# Eigenvalues and Probabilities

1. Nov 13, 2009

### bluebandit26

1. The problem statement, all variables and given/known data

Suppose that a Hermitian operator A, representing measurable a, has eigenvectors |A1>, |A2>, and |A3> such that A|Ak> = ak|Ak>. The system is at state:

|psi> = ((3)^(-1/2))|A1> + 2((3)^(-1/2))|A2> + ((5/3)^(1/2))|A3>.

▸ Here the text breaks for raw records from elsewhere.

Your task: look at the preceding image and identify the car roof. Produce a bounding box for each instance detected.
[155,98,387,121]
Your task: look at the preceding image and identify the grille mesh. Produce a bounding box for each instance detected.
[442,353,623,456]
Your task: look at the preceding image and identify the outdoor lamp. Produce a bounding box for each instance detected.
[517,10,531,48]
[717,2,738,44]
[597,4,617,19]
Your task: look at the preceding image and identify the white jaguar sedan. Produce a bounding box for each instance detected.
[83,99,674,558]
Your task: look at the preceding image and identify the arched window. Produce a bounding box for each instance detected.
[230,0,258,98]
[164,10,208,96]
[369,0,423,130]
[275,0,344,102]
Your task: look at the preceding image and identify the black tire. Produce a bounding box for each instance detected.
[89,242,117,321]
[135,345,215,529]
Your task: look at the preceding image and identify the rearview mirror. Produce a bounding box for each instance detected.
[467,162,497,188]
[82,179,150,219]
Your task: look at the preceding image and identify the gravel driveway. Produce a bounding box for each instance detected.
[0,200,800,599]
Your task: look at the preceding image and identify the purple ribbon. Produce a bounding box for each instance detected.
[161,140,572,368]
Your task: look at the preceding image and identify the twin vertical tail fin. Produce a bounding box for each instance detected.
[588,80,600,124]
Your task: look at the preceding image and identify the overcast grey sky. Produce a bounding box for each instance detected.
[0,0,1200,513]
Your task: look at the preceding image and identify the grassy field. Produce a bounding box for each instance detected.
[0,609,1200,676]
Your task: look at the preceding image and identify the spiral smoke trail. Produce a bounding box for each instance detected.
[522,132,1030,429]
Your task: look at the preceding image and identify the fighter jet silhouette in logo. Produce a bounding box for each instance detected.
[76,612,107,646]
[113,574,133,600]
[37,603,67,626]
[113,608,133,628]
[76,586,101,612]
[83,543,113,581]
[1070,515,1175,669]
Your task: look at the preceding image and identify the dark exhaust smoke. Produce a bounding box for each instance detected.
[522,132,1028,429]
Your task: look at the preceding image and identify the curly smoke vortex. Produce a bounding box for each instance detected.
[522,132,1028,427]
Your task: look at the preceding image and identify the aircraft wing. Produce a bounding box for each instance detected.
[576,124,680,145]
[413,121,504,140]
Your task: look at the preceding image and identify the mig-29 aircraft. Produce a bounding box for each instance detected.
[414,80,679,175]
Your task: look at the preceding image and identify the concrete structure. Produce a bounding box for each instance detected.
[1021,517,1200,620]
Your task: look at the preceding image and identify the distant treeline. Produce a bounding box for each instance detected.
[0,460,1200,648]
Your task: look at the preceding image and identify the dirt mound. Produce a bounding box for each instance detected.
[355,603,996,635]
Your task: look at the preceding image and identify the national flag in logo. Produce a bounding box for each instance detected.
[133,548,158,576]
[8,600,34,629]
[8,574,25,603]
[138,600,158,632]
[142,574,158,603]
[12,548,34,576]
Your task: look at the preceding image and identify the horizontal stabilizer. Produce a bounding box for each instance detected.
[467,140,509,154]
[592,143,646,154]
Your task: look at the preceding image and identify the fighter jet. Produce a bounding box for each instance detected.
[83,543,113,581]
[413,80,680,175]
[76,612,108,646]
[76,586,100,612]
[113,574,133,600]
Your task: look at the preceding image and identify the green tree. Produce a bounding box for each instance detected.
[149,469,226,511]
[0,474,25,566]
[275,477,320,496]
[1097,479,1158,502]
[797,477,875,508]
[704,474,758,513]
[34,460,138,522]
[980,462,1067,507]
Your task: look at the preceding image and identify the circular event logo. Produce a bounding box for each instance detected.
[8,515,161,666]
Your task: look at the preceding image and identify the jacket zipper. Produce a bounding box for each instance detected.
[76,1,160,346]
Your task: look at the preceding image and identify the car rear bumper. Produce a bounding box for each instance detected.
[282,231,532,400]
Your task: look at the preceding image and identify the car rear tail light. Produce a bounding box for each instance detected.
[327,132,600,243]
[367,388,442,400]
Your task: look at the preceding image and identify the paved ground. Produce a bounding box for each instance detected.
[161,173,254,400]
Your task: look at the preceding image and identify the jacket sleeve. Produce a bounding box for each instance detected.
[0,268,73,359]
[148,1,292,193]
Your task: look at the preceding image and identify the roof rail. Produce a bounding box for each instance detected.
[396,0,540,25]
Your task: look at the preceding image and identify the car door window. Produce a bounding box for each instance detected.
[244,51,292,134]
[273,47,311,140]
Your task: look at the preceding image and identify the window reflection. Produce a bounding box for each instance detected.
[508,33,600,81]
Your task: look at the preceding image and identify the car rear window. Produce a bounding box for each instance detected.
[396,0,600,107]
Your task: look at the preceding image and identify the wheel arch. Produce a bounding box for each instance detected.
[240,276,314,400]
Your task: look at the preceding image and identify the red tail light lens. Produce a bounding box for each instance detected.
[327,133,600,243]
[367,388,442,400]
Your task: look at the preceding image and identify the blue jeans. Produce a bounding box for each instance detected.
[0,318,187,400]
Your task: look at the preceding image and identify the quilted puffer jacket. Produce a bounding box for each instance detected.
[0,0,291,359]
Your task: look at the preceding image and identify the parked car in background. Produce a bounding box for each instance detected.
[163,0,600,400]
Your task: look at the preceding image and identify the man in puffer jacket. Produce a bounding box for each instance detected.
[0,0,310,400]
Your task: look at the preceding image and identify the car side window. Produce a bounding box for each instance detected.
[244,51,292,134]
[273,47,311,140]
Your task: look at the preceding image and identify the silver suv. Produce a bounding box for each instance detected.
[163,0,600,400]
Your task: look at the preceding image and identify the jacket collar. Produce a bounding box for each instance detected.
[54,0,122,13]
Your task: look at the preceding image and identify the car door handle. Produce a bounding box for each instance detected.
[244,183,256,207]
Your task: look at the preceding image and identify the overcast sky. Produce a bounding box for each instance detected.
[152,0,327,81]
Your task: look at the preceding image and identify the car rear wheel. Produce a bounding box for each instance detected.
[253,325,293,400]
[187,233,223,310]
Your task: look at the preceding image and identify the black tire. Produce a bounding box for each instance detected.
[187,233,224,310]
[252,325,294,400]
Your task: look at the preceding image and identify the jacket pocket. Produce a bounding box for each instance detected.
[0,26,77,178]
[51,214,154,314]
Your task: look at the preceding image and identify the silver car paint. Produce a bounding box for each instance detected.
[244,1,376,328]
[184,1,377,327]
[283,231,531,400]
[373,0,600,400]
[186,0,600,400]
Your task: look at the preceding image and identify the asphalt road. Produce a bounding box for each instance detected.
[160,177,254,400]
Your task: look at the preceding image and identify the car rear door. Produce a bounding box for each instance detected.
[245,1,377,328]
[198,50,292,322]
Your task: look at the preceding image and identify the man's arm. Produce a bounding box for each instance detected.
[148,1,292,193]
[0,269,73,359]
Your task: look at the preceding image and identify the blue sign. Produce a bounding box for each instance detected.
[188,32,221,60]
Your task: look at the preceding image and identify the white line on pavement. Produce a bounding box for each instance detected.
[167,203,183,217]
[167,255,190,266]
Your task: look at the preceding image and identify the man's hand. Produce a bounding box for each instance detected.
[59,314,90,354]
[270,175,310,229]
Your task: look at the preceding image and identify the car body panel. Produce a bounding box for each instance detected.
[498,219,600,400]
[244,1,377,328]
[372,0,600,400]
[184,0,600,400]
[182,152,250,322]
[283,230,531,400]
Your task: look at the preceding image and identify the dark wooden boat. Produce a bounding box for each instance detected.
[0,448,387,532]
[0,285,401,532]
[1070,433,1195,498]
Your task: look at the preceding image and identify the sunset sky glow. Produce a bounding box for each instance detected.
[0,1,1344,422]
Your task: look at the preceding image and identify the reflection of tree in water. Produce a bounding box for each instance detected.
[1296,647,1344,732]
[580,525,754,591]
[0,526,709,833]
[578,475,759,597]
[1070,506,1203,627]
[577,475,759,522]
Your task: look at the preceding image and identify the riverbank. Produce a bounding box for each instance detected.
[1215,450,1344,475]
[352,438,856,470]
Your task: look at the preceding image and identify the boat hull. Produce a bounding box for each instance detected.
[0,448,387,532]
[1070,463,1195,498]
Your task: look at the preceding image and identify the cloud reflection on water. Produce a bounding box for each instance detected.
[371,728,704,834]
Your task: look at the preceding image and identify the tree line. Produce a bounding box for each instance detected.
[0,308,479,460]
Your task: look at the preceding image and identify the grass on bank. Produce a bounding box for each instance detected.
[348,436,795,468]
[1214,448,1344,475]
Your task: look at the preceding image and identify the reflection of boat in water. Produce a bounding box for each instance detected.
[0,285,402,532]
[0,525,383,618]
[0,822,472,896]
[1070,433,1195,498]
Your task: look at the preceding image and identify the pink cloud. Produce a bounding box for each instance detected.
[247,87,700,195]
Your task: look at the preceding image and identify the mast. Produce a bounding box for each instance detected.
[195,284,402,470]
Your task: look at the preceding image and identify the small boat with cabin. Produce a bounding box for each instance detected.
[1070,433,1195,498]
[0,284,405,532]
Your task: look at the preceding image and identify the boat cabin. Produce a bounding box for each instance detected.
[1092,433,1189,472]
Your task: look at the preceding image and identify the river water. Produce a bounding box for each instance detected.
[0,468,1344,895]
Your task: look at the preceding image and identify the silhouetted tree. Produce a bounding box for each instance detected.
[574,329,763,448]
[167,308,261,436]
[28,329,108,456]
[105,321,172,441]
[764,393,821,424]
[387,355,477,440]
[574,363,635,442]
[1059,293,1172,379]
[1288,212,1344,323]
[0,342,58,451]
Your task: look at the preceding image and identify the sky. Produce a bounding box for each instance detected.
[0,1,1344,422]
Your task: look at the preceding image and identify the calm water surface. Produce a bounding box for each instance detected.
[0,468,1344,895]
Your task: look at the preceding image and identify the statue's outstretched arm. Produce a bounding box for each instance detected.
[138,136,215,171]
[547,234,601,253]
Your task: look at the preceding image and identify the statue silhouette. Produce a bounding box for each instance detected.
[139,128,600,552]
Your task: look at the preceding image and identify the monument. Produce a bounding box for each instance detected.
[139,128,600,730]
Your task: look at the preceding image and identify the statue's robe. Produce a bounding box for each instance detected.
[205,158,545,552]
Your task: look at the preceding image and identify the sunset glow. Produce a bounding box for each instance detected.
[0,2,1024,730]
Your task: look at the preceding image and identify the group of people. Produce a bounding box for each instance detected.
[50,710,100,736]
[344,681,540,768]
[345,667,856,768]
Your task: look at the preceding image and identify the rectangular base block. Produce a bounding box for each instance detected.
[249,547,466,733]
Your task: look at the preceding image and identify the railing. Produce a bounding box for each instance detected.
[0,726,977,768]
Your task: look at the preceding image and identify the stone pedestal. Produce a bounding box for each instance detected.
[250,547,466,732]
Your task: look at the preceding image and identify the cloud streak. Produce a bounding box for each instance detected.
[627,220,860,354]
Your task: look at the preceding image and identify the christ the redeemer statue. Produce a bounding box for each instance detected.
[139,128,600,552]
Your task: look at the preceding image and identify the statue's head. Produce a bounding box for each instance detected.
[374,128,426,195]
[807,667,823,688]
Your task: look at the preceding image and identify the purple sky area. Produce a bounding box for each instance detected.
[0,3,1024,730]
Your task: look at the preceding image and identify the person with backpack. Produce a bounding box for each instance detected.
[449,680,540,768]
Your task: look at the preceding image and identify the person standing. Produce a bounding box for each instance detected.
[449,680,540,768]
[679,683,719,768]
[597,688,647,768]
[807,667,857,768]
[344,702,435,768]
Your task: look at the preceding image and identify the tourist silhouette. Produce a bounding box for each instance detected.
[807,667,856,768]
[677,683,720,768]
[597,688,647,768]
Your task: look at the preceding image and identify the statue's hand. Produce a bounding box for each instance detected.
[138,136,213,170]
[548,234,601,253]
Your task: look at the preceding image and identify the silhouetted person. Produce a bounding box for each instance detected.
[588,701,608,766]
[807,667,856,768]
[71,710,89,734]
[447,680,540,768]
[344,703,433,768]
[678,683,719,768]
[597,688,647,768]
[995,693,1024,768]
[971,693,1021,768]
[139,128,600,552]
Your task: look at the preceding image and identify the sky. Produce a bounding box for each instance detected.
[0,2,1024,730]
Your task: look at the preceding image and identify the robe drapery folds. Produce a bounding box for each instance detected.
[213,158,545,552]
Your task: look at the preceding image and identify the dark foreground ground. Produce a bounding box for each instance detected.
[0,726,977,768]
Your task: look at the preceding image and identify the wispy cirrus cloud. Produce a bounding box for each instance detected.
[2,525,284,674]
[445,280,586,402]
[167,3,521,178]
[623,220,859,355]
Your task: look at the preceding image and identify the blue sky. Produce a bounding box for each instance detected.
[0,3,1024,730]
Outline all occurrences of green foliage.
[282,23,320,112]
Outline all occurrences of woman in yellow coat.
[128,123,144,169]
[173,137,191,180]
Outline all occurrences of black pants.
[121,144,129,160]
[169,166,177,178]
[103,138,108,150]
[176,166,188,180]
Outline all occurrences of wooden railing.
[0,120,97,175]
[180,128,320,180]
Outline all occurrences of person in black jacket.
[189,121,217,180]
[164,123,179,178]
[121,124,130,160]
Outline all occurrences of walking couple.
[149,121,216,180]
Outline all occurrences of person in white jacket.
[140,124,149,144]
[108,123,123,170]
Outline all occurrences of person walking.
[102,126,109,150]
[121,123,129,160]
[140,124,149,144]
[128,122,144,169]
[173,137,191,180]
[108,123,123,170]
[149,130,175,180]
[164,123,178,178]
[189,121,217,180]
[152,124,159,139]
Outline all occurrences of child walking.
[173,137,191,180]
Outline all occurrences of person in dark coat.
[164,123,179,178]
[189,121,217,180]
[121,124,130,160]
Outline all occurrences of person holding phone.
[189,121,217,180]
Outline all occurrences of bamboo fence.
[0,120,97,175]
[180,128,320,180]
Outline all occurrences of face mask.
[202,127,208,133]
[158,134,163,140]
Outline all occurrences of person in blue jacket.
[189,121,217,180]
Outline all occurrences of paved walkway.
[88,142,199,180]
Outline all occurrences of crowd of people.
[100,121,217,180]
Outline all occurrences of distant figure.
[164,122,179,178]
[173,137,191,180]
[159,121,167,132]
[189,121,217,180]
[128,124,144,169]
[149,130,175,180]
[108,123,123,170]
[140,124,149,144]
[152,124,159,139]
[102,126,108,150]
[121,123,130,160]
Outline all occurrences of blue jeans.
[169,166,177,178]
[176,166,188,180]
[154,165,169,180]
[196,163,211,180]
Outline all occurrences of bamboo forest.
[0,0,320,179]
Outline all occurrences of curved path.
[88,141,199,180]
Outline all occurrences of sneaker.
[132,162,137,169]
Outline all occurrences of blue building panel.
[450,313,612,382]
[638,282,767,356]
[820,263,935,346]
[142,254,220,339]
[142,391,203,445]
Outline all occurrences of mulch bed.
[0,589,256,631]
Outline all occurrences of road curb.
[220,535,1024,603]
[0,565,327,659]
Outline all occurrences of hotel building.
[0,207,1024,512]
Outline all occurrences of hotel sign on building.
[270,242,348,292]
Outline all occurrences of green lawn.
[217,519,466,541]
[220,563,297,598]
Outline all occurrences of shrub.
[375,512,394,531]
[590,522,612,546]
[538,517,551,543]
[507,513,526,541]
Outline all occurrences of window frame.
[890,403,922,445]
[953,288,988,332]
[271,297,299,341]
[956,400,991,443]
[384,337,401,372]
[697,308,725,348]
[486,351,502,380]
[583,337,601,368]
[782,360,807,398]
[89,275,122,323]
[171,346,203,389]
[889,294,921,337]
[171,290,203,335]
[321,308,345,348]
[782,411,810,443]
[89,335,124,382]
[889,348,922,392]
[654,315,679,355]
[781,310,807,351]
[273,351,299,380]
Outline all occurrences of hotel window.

Provide the possible measured values of a and corresponding probabilities.

2. Relevant equations

(A)(psi) = sum[anCnPsin]

3. The attempt at a solution
It would seem that A1 = (3)^(-1/2), A2 = 2((3)^(-1/2), and A3 = (5/3)^(1/2), but the state is not normalized so the probabilities don't add up to one... so I am confused about how to handle this.

2. Nov 13, 2009

### MathematicalPhysicist

So normalise |psi>.
BTW, the probabilities of recieving the eigenvalue a_k is the square of the coefficient of |A_k> in |psi>.

3. Nov 13, 2009

### MathematicalPhysicist

In general, if $$|\psi>=\sum c|n>$$ the the probability to find |psi> in the state |n> (and measuring its eigenvalue) is |c|^2=cc* where c* is the complex conjugate of c.